The Australian government aims to achieve consistent growth without the negative side effects of unstable prices or poor external stability. The policy approach adopted by the government will reflect these goals, even though at times it may appear that they are competing.
It is now widely recognised that if Australia is to survive in a globalised economy our domestic policy options must acknowledge our place in the world. As such, monetary policy is now used predominantly to target the inflation rate. Any impact on growth is also assessed before changes are made, but the long term growth potential of the economy is seen to be maximised when prices are stable. Therefore although we can assess the impact of interest rate changes on the growth of the Australian economy, it would be incorrect to assume that changes were made to the cash rate in the hope of targeting the growth rate.

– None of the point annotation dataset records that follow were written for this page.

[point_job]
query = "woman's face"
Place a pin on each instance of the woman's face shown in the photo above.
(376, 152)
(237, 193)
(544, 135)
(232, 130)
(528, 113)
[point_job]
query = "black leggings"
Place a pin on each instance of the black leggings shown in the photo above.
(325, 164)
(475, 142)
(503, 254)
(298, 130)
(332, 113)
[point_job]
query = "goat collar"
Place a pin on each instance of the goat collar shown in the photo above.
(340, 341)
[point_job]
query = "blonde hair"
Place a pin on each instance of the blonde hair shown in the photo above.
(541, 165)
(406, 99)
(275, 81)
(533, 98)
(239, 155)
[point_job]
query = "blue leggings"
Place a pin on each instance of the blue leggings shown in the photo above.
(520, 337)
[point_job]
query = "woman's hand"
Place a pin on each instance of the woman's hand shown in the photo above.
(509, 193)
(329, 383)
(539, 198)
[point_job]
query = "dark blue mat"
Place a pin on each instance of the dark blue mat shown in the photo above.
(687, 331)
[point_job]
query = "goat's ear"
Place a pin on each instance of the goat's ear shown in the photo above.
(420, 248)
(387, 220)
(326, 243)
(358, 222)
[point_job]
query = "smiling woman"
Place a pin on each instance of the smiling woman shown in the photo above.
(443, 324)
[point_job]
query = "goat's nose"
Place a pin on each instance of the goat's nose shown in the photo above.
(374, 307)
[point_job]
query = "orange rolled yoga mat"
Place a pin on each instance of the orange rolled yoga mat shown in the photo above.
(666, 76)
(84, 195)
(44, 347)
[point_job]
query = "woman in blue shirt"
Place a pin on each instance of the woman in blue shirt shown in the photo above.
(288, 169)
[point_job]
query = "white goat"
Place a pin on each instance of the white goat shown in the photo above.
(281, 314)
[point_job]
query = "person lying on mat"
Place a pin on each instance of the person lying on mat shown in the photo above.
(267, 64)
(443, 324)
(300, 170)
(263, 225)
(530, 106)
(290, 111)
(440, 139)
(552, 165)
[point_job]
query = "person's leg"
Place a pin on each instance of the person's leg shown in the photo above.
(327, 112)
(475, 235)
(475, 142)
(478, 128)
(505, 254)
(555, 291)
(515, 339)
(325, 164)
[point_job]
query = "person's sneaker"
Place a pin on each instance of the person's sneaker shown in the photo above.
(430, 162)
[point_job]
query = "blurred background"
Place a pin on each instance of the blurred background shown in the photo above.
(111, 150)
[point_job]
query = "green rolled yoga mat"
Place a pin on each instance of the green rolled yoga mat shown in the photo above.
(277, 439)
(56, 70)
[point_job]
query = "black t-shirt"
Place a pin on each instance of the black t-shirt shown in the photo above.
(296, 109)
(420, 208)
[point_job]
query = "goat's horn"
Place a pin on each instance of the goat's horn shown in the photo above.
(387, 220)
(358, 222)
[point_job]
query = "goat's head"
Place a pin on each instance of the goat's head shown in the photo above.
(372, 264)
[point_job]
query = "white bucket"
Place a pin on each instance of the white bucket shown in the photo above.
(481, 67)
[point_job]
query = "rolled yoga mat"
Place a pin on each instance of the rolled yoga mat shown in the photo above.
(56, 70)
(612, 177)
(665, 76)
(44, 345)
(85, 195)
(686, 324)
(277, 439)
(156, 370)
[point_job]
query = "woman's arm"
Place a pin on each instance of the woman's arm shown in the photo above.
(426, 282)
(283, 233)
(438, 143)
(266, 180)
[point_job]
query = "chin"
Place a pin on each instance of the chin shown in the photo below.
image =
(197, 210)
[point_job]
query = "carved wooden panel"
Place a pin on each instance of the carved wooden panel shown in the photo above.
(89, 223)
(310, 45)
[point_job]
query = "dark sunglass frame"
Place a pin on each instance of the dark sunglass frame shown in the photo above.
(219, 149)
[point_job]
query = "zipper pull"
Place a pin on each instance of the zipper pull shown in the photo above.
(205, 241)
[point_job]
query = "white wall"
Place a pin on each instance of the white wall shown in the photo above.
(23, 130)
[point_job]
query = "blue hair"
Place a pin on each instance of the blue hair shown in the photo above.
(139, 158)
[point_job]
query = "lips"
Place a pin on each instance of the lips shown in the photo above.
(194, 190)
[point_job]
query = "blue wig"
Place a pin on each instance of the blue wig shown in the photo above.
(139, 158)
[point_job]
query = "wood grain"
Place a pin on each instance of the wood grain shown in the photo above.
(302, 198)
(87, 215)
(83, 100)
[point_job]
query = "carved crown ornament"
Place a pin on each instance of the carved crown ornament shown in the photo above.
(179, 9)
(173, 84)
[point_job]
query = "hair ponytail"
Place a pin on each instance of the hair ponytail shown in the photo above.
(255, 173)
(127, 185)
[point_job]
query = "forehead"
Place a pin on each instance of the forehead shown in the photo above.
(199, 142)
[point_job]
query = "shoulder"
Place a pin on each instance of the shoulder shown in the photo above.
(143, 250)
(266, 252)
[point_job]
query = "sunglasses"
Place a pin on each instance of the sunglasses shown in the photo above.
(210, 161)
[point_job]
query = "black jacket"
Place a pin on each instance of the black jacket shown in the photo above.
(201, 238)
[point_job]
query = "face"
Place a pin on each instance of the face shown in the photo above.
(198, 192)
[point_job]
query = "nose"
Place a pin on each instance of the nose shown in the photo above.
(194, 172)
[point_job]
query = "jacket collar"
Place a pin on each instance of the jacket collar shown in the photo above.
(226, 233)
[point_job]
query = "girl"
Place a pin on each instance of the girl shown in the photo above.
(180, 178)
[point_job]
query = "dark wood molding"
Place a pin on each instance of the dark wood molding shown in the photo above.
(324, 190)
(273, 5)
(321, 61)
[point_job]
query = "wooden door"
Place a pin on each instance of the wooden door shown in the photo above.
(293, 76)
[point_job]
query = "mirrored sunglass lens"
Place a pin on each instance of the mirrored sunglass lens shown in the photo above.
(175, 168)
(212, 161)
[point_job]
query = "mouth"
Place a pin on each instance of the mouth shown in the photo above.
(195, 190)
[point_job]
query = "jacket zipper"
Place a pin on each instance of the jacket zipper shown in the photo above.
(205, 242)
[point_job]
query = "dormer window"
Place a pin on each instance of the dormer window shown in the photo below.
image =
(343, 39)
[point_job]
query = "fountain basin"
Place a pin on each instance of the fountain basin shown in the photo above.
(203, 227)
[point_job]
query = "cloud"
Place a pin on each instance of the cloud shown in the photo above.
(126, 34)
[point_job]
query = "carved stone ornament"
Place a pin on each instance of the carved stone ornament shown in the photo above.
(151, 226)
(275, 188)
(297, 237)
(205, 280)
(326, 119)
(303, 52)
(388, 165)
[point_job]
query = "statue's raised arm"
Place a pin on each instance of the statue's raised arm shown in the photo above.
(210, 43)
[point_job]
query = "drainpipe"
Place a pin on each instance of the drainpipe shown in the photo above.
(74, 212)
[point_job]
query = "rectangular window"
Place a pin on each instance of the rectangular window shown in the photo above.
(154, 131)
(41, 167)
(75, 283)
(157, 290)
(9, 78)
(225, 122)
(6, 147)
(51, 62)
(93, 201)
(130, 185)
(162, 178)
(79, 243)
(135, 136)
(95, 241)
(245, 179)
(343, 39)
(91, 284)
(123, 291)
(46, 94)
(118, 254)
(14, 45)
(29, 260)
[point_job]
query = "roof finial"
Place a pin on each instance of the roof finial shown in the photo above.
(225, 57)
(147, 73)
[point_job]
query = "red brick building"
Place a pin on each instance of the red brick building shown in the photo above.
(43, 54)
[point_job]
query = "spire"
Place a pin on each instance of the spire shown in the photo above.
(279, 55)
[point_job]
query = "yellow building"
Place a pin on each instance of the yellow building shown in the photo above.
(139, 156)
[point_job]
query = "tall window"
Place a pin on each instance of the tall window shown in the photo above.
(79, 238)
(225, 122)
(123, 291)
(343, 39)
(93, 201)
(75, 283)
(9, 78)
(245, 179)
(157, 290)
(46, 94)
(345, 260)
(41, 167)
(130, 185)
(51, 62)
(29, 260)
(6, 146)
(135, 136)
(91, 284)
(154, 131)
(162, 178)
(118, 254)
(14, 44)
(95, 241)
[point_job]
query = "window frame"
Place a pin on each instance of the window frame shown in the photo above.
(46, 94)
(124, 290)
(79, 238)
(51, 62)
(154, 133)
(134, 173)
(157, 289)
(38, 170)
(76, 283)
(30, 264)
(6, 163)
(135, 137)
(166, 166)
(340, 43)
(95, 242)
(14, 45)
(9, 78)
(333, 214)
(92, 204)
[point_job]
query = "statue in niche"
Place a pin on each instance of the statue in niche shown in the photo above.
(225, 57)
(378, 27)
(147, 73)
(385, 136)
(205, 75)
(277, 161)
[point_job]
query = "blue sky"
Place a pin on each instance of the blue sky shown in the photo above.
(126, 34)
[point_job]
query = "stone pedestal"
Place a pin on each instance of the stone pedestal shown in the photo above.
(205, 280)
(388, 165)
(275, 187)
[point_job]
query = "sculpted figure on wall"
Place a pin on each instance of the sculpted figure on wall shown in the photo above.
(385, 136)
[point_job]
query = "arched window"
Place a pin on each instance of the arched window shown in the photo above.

On the other hand, fiscal policy has adopted a strong focus on economic growth since the election of the Rudd government in November 2007. While the previous government believed that it was important to avoid budget deficits whenever possible, the current government has adopted a Keynesian approach to the implementation of this policy. This means that when the economy is suffering from a lack of aggregate demand, the government will use the budget to try and stimulate activity. For example, large stimulus packages in late 2008 and early 2009 were used to help the Australian economy to avoid the worst of the economic downturn that was being seen in other parts of the world. This policy ultimately proved to be successful, as the Australian economy was one of the few to avoid a technical recession during this period.
The microeconomic reform process involves changes to a specific industry or sector of the economy. Many structural changes have been made to the Australian economy in the hope of improving our long term growth prospects. In theory, we have seen that an increase in aggregate supply will lead to an increase in growth, without any pressure on prices. This goes some way to explaining why it is that the Australian government has focused on this process.
The actual processes involved in implementing these policies will be discussed in Unit 4.